Segundo ele, a proposta foi desenvolvida e encampada por delegados da Polícia Federal sem que houvesse uma discussão mais ampla com os demais membros da instituição. "Não houve debate interno e por isso surgiu um texto tão frágil e equivocado", resume.
Boudens reconhece que as limitações orçamentárias impostas afetam os trabalhos, incluindo o pagamento de despesas básicas das unidades, como contas de água e de luz. No entanto, a Fenapef defende que haja um outro tipo de mudança.
"A solução para isso seria estabelecer por lei um limite para o contingenciamento, como já existe para saúde e educação. É só estender isso para a segurança pública como um todo e não só para a PF", sugere.

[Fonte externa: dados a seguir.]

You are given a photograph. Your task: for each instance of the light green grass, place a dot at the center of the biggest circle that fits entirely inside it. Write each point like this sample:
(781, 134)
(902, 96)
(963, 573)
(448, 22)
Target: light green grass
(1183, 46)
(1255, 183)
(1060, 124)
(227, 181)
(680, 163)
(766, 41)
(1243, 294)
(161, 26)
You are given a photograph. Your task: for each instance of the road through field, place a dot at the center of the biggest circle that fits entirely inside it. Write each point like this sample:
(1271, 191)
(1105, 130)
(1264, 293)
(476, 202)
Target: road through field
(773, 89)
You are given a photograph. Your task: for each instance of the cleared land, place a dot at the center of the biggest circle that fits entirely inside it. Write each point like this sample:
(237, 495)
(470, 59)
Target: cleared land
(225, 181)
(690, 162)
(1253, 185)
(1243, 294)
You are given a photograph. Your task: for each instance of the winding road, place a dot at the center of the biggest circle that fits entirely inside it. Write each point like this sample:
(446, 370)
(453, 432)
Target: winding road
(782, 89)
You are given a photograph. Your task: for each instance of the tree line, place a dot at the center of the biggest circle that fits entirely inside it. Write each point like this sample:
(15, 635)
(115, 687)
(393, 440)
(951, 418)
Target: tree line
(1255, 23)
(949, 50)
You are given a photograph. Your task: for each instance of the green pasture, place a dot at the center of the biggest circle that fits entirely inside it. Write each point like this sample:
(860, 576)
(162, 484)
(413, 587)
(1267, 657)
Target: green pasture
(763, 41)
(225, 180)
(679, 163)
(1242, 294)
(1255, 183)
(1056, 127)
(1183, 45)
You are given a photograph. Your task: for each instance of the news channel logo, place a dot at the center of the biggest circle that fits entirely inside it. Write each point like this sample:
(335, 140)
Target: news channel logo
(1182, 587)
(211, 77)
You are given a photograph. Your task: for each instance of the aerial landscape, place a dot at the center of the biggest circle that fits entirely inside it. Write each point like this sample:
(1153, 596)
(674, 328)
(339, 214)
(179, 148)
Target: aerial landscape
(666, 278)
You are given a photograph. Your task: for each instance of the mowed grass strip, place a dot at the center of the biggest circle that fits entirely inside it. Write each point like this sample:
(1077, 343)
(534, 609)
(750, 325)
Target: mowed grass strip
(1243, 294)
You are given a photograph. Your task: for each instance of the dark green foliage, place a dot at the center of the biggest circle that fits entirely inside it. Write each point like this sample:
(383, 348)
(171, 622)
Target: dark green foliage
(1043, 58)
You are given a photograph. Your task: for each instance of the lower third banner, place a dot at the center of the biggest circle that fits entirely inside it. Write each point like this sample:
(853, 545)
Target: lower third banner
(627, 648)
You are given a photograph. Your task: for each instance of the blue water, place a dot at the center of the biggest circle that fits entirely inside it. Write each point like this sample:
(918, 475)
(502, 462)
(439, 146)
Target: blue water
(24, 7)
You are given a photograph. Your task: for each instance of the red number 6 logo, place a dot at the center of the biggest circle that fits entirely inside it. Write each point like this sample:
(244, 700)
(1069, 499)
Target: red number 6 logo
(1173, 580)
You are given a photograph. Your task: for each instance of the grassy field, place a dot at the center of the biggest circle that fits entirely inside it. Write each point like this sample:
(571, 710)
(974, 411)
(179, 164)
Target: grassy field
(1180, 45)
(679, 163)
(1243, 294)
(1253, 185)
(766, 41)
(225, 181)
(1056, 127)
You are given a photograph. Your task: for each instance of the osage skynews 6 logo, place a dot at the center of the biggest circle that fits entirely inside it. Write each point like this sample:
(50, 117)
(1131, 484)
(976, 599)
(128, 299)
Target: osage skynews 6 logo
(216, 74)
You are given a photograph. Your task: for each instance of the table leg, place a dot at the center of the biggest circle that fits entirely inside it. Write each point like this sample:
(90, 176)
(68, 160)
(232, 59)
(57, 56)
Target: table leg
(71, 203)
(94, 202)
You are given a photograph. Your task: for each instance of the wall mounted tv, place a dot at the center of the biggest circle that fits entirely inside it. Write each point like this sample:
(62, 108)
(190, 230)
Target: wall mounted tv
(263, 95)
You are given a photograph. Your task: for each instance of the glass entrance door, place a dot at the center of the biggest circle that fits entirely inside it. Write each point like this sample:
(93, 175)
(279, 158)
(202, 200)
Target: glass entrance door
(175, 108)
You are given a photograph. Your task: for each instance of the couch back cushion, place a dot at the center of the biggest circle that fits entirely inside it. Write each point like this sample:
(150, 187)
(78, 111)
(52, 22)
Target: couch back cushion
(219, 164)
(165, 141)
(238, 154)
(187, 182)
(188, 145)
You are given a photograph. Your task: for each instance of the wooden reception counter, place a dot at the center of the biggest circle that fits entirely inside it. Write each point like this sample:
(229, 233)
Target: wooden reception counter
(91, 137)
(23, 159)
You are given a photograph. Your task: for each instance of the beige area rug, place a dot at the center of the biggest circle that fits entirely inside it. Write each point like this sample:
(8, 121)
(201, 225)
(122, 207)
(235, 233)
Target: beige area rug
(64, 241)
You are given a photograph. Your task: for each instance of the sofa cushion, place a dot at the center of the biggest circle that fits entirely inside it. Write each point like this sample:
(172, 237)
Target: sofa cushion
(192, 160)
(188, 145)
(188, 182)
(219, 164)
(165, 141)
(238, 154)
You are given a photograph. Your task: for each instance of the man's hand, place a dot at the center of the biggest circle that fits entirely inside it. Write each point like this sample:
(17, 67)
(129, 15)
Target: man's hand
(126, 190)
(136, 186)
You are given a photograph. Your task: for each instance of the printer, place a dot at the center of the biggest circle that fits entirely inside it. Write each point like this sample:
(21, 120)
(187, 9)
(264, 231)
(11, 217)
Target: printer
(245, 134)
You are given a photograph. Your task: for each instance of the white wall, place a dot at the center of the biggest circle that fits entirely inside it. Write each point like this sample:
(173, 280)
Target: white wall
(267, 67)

O delegado Edvandir Felix de Paiva, por sua vez, diz que os delegados estão dispostos a rediscutir o texto, fazendo alterações necessárias. No entanto, acusa a categoria de policiais de ter outros interesses. "Essa divergência ocorre porque os agentes têm um projeto de carreira única, que é basicamente transformar o cargo de delegado em um cargo de comissão e acham que a autonomia poderia prejudicar isso", aponta.
O QUE DIZEM OS PARLAMENTARES
Na opinião do líder da bancada, o deputado federal Josias da Vitória (PPS), a Polícia Federal deve continuar subordinada ao Ministério da Justiça.
"Até porque é função do ministério estabelecer estratégias e políticas de governo para o combate à criminalidade. Acredito que a hierarquia é o melhor para se ter uma boa gestão e resultados. E também acredito que as escolhas para comandar o órgão sigam critérios de meritocracia, que mantenham a imparcialidade e a autonomia nas ações", informou em nota.
Mas Sérgio Vidigal (PDT), que é membro da CCJ - comissão na qual a PEC 412 será discutida - demonstra um pensamento mais alinhado com quem defende a proposta.
"A autonomia financeira da Polícia Federal eu concordo plenamente. E sobre a questão administrativa, eu defendo que quem for indicado para ser superintendente ou diretor-geral tem que ter mandato."
Procurados pela reportagem, grande parte dos deputados federais que representam o Espírito Santo, como Felipe Rigoni (PSB), Helder Salomão (PT), Ted Conti (PSB), Amaro Neto (PRB), Soraya Manato e Lauriete (PL) não quiseram informar seu posicionamento diante da polêmica questão. Eles dizem que ainda precisam estudar a proposta para emitir opiniões.